For ease of reference, the complete set of rules in English is found
at the end of this handout. As before, we have used some formatting
conventions to help make their structure clear. Consider rule 12, for
instance:

12] if Investment Goal = RETIREMENT and
Number Of Years To Retirement < 10
then Category Of Fund = CONSERVATIVE GROWTH .8

Each rule is expressed in terms of an if part (the premise) and a then
part (the conclusion). In rule 12 there are two clauses in the premise
and (as in all of our rules) one in the conclusion.

Each clause in a rule is expressed in terms of an attribute, object,
and its value. As a formatting convention, attributes are written as
phrases with their first letters capitalized (e.g., Investment Goal,
Number Of Years To Retirement, Category Of Fund); values are written
in all capitals (RETIREMENT, 10, CONSERVATIVE GROWTH). The first
clause thus asks whether the attribute Invest Goal has the value
RETIREMENT, or, in smoother English, "the goal for this investment is
to fund your retirement." For ease of reading the object is often
left implicit, e.g., in this case investment goal of user is
retirement.

Putting the whole rule in somewhat better English, it says:
if the goal for this investment is to fund your retirement, and
the number of years until you retire is less than 10,
then the category of fund to select is the conservative growth funds.

In Joshua the rule looks somewhat different; we'll come to that below.
Note in particular that the rule numbers in the handout at the end are
for convenience. Joshua names rules rather than numbers them.

II. Getting Started
You will be using the Allegro Common Lisp interpreter on Athena and
the Joshua knowledge base found on the course web page. We'll start by
familiarizing you with Allegro Common Lisp on Athena and Joshua.
(While it is possible to install all this on a Windows PC, we strongly
recommend against doing that. You can work from a Windows PC by
ssh'ing to athena-x.dialup.mit.edu (via SecureCRT, make sure you
configure the connection to Forward X11 packets,), while running
XWin-32. Both SecureCRT and XWin-32 are available for installation
from http://web.mit.edu/software/win.html)
1. Log onto an Athena machine (athena-x.dialup.mit.edu works if you're
not in an Athena cluster).

2. athena% add acl_v6.2-alisp 6.871
This will attach the Allegro Common Lisp locker for the version we
will be using, and the course locker.

3. Download from the course web page the knowledge base file
invest-josh-kb.custom.lisp.
Put this in your local directory.
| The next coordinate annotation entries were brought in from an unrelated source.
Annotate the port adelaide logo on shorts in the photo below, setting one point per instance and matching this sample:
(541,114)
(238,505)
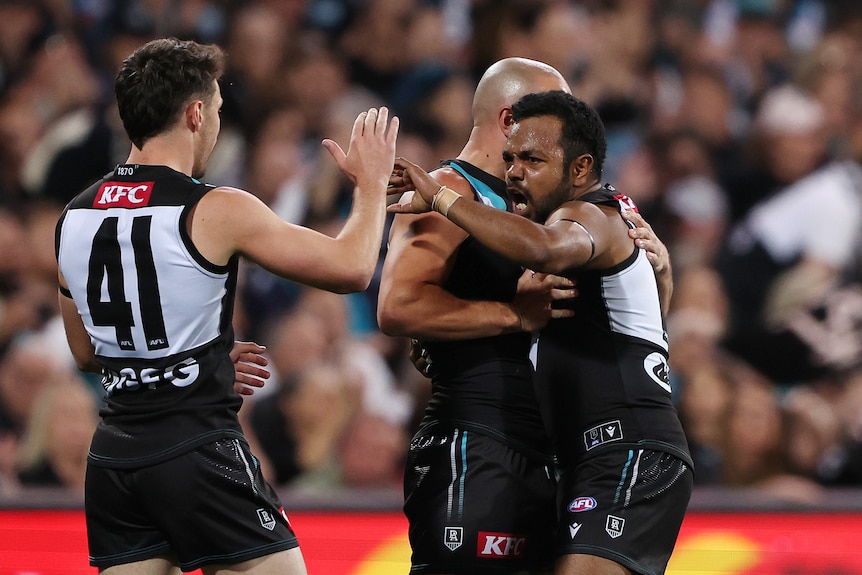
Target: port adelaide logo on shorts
(453,537)
(267,519)
(603,433)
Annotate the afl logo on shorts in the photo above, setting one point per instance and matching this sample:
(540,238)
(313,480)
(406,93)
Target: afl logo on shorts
(656,367)
(582,504)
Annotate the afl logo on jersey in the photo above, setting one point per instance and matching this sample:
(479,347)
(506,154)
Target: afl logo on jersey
(123,195)
(582,504)
(656,367)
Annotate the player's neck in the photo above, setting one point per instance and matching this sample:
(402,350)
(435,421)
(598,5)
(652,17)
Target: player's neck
(164,150)
(485,152)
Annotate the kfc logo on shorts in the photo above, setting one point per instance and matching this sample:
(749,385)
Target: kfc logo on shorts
(123,195)
(582,504)
(500,545)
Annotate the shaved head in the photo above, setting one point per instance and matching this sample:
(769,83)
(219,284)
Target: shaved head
(507,80)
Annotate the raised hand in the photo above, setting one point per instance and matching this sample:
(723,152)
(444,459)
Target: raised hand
(371,152)
(535,296)
(407,176)
(247,356)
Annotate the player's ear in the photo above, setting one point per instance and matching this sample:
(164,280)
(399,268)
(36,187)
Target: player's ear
(505,120)
(580,169)
(194,115)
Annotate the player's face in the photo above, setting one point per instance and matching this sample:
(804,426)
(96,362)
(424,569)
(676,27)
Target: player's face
(537,180)
(209,132)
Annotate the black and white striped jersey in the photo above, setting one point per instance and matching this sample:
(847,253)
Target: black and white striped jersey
(158,313)
(602,374)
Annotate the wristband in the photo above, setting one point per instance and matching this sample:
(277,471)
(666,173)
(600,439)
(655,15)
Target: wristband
(443,200)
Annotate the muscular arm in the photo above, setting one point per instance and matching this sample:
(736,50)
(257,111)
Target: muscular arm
(412,301)
(657,254)
(229,221)
(79,342)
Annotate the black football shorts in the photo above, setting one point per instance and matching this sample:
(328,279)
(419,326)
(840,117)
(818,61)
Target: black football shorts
(476,506)
(210,505)
(626,506)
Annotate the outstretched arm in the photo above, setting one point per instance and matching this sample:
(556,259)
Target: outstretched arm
(555,248)
(414,303)
(249,365)
(644,237)
(229,221)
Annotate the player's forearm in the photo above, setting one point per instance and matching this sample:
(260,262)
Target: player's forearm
(664,280)
(360,240)
(534,246)
(441,316)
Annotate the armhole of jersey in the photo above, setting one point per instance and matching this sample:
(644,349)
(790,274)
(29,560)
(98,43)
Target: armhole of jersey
(58,231)
(586,231)
(187,240)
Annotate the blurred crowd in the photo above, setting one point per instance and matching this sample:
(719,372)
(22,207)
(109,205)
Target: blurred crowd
(736,125)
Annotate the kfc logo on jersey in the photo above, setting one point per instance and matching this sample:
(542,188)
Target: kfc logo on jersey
(123,195)
(626,203)
(500,545)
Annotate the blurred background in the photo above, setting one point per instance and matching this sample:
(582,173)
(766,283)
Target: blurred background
(736,126)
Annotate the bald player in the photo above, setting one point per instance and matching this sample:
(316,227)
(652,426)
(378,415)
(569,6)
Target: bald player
(479,482)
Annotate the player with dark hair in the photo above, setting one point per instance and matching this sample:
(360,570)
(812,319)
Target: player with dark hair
(482,441)
(148,261)
(625,470)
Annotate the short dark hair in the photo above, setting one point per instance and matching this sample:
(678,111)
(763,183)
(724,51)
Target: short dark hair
(158,79)
(583,131)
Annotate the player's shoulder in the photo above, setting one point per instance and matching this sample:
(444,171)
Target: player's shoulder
(452,178)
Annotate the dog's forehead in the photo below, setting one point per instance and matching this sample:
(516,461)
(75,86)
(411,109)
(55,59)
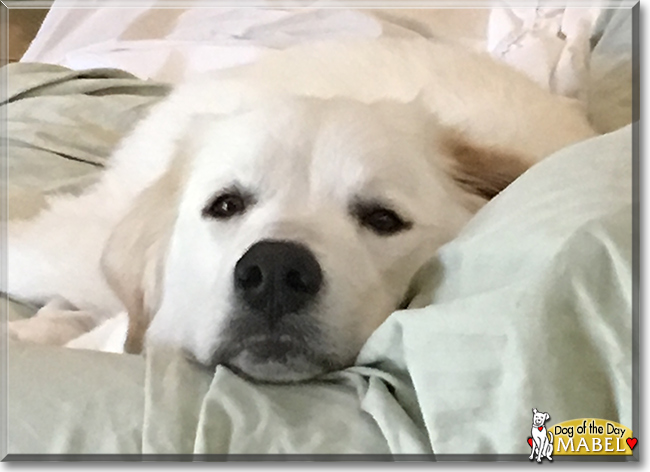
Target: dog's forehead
(333,147)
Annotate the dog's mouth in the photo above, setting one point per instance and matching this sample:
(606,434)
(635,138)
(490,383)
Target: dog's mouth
(291,352)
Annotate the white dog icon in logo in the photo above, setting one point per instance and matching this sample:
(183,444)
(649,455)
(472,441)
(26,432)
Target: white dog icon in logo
(542,440)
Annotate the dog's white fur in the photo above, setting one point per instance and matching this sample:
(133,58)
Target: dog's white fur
(425,127)
(542,439)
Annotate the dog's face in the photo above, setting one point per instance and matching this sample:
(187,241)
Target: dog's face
(298,229)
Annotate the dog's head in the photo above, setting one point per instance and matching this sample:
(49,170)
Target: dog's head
(281,236)
(539,418)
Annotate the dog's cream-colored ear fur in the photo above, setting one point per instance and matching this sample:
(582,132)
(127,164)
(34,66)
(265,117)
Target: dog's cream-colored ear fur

This will make you a local copy of
the example knowledge base.

4. athena% chmod 700 ~/invest-josh-kb.custom.lisp
This will just make sure that the file is readable.

5. athena% joshua8 &
Depending on server load, this may take awhile. An XEmacs will start
and it will start up a lisp inferior with all the Joshua code in it.
Eventually, you'll see a CL-USER(1): prompt in the XEmacs window (the
one with the *common-lisp* label).

6. CL-USER(1): (clim-env:start-clim-environment)
A small window called Navigator will pop up.
7. In the Navigator window, select Lisp Listener from the Tools menu.
A Lisp Listener window will be raised, and you will see a ⇒ prompt.
(Yes, windows all over the place.)

8. ⇒:joshua syntax yes
This command is necessary to enable the square bracket predication
syntax. If you ever in the future forget to do this before compiling
your project code, you will get an error message concerning a comma
not being inside a backquote.

9. ⇒:edit file ~/invest-josh-kb.custom.lisp
This will open the code in a buffer in your XEmacs window.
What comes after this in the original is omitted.